The announcement came amid a flurry of industry activity. Just a day later, on December 29, the first UHF television station began regular operations in Bridgeport, Connecticut, expanding broadcast capabilities beyond VHF channels. For 20th Century Fox, this foray into TV wasn’t just about survival; it was about innovation. The studio quickly formed its television arm, which debuted with “Crusade in Europe,” a documentary series based on General Dwight D. Eisenhower’s wartime memoir, premiering in May 1949 – though the formal announcement solidified their long-term plans. This move foreshadowed hits like “The 20th Century Fox Hour” in 1955 and later iconic shows such as “Batman” in the 1960s, “MAS*H” in the 1970s, and modern staples like “The Simpsons” and “Family Guy.”

To understand the significance of this announcement, one must delve into the rich history of 20th Century Fox itself. The studio’s origins trace back to the silent film era. It was born from the merger of two pioneering companies on May 31, 1935: Fox Film Corporation, founded by Hungarian immigrant William Fox in 1915 as a distribution outfit that grew into a production powerhouse with stars like Theda Bara and Tom Mix, and Twentieth Century Pictures, established in 1933 by Joseph Schenck (former MGM executive) and Darryl F. Zanuck, a prolific writer-producer who had clashed with Warner Bros. The union created Twentieth Century-Fox Film Corporation, quickly becoming one of Hollywood’s “Big Five” studios.
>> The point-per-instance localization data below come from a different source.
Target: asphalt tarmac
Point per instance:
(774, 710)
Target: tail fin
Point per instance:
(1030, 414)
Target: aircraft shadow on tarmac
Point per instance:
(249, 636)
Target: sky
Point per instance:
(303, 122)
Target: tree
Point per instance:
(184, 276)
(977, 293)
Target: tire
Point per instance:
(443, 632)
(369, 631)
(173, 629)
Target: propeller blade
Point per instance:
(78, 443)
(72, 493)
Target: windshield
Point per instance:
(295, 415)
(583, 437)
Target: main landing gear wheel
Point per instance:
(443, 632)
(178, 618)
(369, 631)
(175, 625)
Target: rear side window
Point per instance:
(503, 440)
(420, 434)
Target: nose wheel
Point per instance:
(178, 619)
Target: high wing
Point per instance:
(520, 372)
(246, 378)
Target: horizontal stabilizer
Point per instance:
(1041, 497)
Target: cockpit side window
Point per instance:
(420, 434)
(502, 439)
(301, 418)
Under Zanuck’s creative helm, the studio flourished in the 1930s and 1940s with Technicolor spectacles and socially conscious dramas. Hits included “The Grapes of Wrath” (1940), directed by John Ford and starring Henry Fonda, which won two Oscars and captured the Dust Bowl’s hardships; “How Green Was My Valley” (1941), another Ford masterpiece that beat out “Citizen Kane” for Best Picture; and lavish musicals like “The King and I” (1956). But the postwar years brought challenges: antitrust rulings forced studios to divest theaters, and TV’s rise eroded box office revenues. By 1949, attendance had plummeted from 90 million weekly in 1946 to under 60 million. Fox responded with innovations like CinemaScope, a widescreen format debuted in “The Robe” (1953), designed to lure viewers back to theaters with grandeur TV couldn’t match.
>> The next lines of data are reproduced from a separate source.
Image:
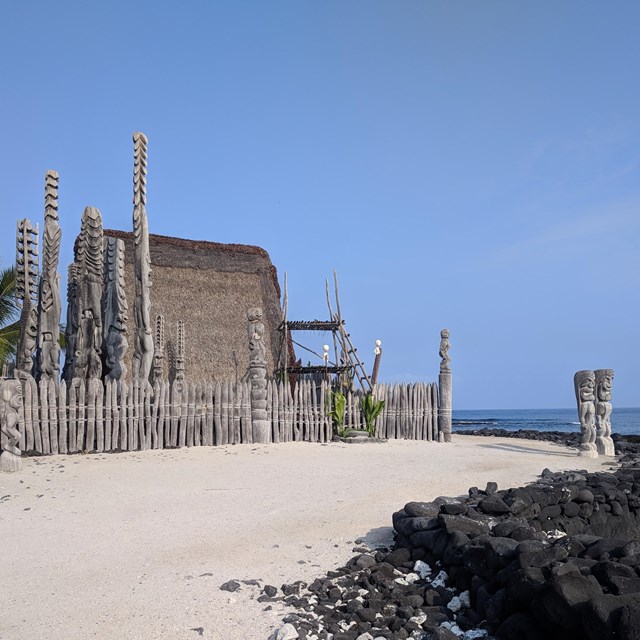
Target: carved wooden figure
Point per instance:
(445, 388)
(10, 403)
(143, 345)
(158, 353)
(261, 426)
(90, 264)
(48, 354)
(180, 352)
(604, 383)
(584, 383)
(71, 329)
(115, 311)
(27, 293)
Yet, the TV announcement was a pragmatic embrace of change. It positioned Fox as a multimedia empire, producing content for both formats. In the decades that followed, the studio navigated ups and downs: the near-bankrupting flop of “Cleopatra” (1963), starring Elizabeth Taylor, which cost a staggering $44 million (equivalent to over $400 million today); the blockbuster success of “The Sound of Music” (1965); and the sci-fi revolution with “Star Wars” (1977), which grossed over $775 million worldwide and spawned a franchise worth billions.
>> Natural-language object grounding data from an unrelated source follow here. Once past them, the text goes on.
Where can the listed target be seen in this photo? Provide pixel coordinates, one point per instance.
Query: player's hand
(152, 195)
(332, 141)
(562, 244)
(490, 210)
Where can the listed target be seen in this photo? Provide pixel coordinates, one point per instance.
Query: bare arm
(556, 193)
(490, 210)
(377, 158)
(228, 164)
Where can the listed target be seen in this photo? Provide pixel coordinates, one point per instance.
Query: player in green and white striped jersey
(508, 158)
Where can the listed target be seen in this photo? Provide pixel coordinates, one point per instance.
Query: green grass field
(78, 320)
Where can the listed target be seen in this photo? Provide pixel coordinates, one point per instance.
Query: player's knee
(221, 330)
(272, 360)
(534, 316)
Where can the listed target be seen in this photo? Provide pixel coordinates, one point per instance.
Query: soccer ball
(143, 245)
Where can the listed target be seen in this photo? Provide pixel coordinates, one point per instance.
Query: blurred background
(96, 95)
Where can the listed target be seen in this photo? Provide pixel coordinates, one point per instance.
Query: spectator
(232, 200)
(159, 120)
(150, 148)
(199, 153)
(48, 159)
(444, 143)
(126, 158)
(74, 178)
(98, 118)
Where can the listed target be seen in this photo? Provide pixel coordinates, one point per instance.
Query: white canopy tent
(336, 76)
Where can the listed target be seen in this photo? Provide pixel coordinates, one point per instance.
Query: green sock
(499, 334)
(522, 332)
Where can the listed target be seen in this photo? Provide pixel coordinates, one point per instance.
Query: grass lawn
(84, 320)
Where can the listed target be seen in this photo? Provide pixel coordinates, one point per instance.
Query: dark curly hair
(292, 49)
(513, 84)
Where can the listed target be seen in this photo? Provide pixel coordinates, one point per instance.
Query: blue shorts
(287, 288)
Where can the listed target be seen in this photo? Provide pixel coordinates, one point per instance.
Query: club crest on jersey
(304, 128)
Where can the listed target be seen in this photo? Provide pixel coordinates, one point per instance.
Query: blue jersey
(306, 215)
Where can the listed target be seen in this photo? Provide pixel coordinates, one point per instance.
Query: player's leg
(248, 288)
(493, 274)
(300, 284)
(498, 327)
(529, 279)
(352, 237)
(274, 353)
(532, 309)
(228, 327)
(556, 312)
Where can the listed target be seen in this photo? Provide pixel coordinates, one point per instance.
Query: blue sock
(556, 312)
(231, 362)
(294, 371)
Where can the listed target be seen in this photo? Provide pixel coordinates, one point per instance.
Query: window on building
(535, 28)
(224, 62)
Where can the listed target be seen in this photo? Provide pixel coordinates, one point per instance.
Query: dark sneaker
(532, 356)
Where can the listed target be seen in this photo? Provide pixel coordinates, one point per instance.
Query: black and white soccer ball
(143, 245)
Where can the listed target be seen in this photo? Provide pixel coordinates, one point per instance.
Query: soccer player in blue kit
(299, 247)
The 1980s brought acquisition by Rupert Murdoch’s News Corporation in 1985, rebranding it as 20th Century Fox and expanding into cable with FX Networks. The TV division thrived, producing Emmy-winners like “The X-Files” and “24.” In 2019, The Walt Disney Company acquired 21st Century Fox’s entertainment assets for $71.3 billion, renaming the studio 20th Century Studios in 2020 to distance it from the Fox News brand. Today, under Disney’s umbrella, it continues to produce films like “Avatar: The Way of Water” (2022) and TV series via 20th Television, including “Abbott Elementary.”

Looking back, that 1949 announcement was prophetic. It demonstrated foresight in an industry often resistant to disruption. As streaming giants like Netflix and Disney+ dominate, 20th Century Fox’s legacy reminds us that adaptation is key to enduring stardom. In an era of binge-watching and cord-cutting, the studio’s early bet on TV paved the way for the converged media world we inhabit today. Who knows what the next 76 years will bring? One thing’s certain: Hollywood’s story is far from over.